Today the Denver Post gifts us with a gee-whiz article about a gee-whiz phenomenon: Politicians are using Twitter!

Yes, they are. And they have been for half a year. Even that public relations ticking time bomb state Sen. Dave Schultheis is tweeting!

Seriously. I mean did Post reporter Michael Riley really mean to write this?

John McCain managed to shape debate on the omnibus budget bill recently with blistering Twitter missives and top-10 lists on wasteful spending, helped by media fascination with a tech-savvy septuagenarian senator.

“Media fascination with a tech-savvy septuagenarian senator?” He’s talking about John McCain, who up until at least last November didn’t use the Internet and had staffers checking “the e-mail.” Twitter is not techy! John McCain is texting on his phone. That’s all there is really to tweeting. He’s not writing software. He’s not tech-savvy.

This may be overstating — but only by a little and mostly just for fun — but the media’s presenting twittering as tech-savvy-ness and Riley’s repeating it is more evidence of what’s wrong with journalism.

Twittering is fairly new, at least in its widespread adoption, and has spurred some compelling developments.
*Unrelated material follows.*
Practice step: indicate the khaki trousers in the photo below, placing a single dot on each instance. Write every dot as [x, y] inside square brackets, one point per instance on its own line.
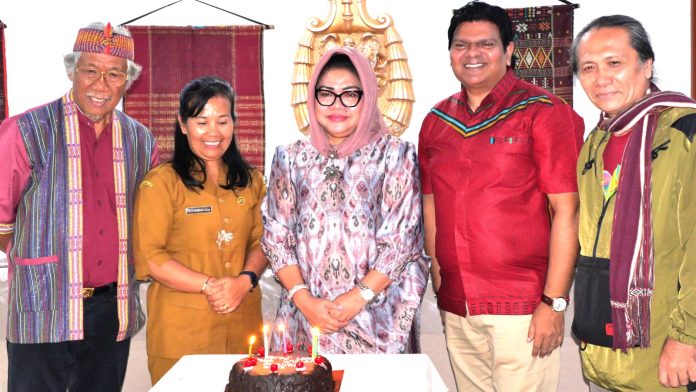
[491, 353]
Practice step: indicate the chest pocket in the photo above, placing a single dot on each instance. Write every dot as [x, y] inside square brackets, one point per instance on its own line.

It is becoming, for example, an important taste-making medium, a great aggregating tool people use to cut a path in the information jungle.

But tweets are also rapid, loose, unedited and part of an expanding and uncontrollable twittersphere. Right now that’s what’s interesting about politics and Twitter. If we can keep playing on the vanity of politicians — calling them tech-savvy for using Twitter and subscribing to their Twitter feeds — all the better.

It was a tweet, for example, that sparked the recent and rich David Sirota / U.S. Sen. Michael Bennet / Wendy Norris blog fire!

This is how it happened for Sirota:

Check out this Twitter note I caught from Chris Cillizza, the Washington Post blogger, just now:

“Just back from lunch with Sen. Bennet (Colo.).”

So evidently, Bennet has no time to get on the phone and join a public, 50,000-watt forum for tens of thousands of Colorado voters, but plenty of time to lunch with a Washington Post blogger.